Naar het oordeel van het hof ligt het op de weg van de notaris om zijn stelling nader te onderbouwen. Dit heeft hij echter niet, althans onvoldoende gedaan. Weliswaar heeft de notaris een uitdraai van de kantooragenda overgelegd, maar daaruit blijkt niet dat klaagster ook daadwerkelijk op 2 september 2010 bij het passeren van de akte statutenwijziging aanwezig is geweest, alsmede dat de notaris bij het passeren van die akte nadrukkelijk heeft gewezen op (de gevolgen van) de wijziging van de bepalingen in de statuten zoals hierboven onder 3.2.8. b. en c. vermeld.
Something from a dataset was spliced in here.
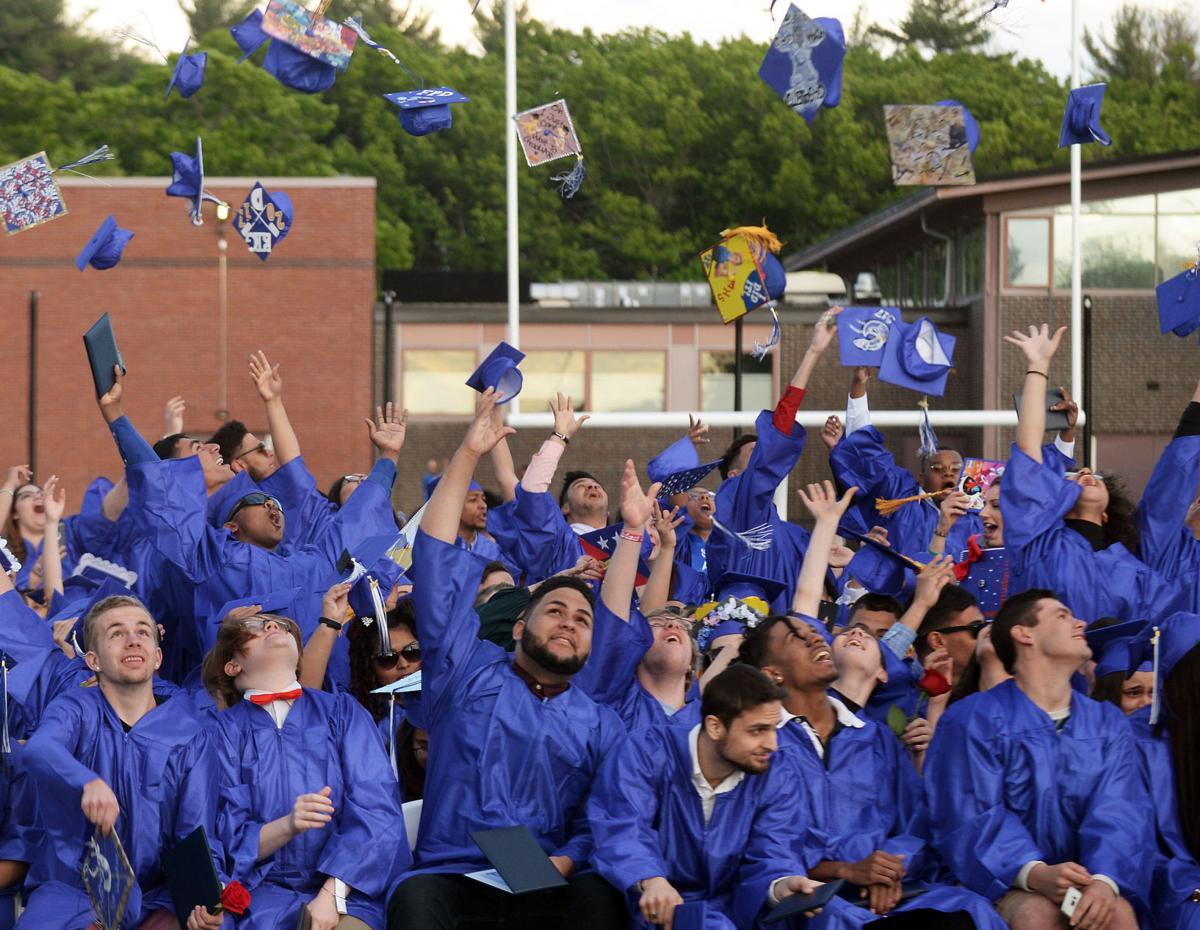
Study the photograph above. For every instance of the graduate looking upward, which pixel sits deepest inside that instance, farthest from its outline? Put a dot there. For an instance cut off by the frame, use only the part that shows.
(511, 739)
(1035, 789)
Het door de notaris overgelegde e-mailbericht van [de heer Y] van 3 oktober 2013 ondersteunt naar het oordeel van het hof eveneens onvoldoende de stelling van de notaris dat hij heeft voldaan aan de op hem rustende informatieplicht jegens klaagster. Ook heeft de notaris niet voldoende concreet kunnen maken wat hij tijdens het passeren van de akte(n) aan klaagster heeft medegedeeld omtrent de inhoud van de akte statutenwijziging. Voor zover de notaris klaagster tijdens het passeren van de akte heeft geïnformeerd dat 'beide partijen alle aandeelhoudersbesluiten tezamen moeten nemen' heeft hij daarmee niet de kern van de doorgevoerde wijzigingen in de statuten weergegeven. De aldus gerezen onduidelijkheid komt voor rekening en risico van de notaris. Het hof ziet dan ook aanleiding dit klachtonderdeel gegrond te verklaren.
6.9.
Gelet op het vorenstaande acht het hof het opleggen van de maatregel van waarschuwing
passend en geboden.
6.10.
Nu het hof tot een andere beslissing komt dan de kamer, kan de beslissing van de kamer niet in stand blijven en zal deze worden vernietigd.
6.11.
Hetgeen partijen verder nog naar voren hebben gebracht, kan buiten beschouwing blijven omdat het niet van belang is voor de beslissing in deze zaak.
6.12.
Het hiervoor overwogene leidt tot de volgende beslissing.

7.De beslissing

Het hof:
- vernietigt de bestreden beslissing en, opnieuw beslissende:
- verklaart de klacht gegrond;
- legt aan de notaris de maatregel van waarschuwing op.
Deze beslissing is gegeven op 22 januari 2015 door mrs. A.D.R.M. Boumans, J. Blokland en
M. Bijkerk en in het openbaar uitgesproken op 7 april 2015 door de rolraadsheer.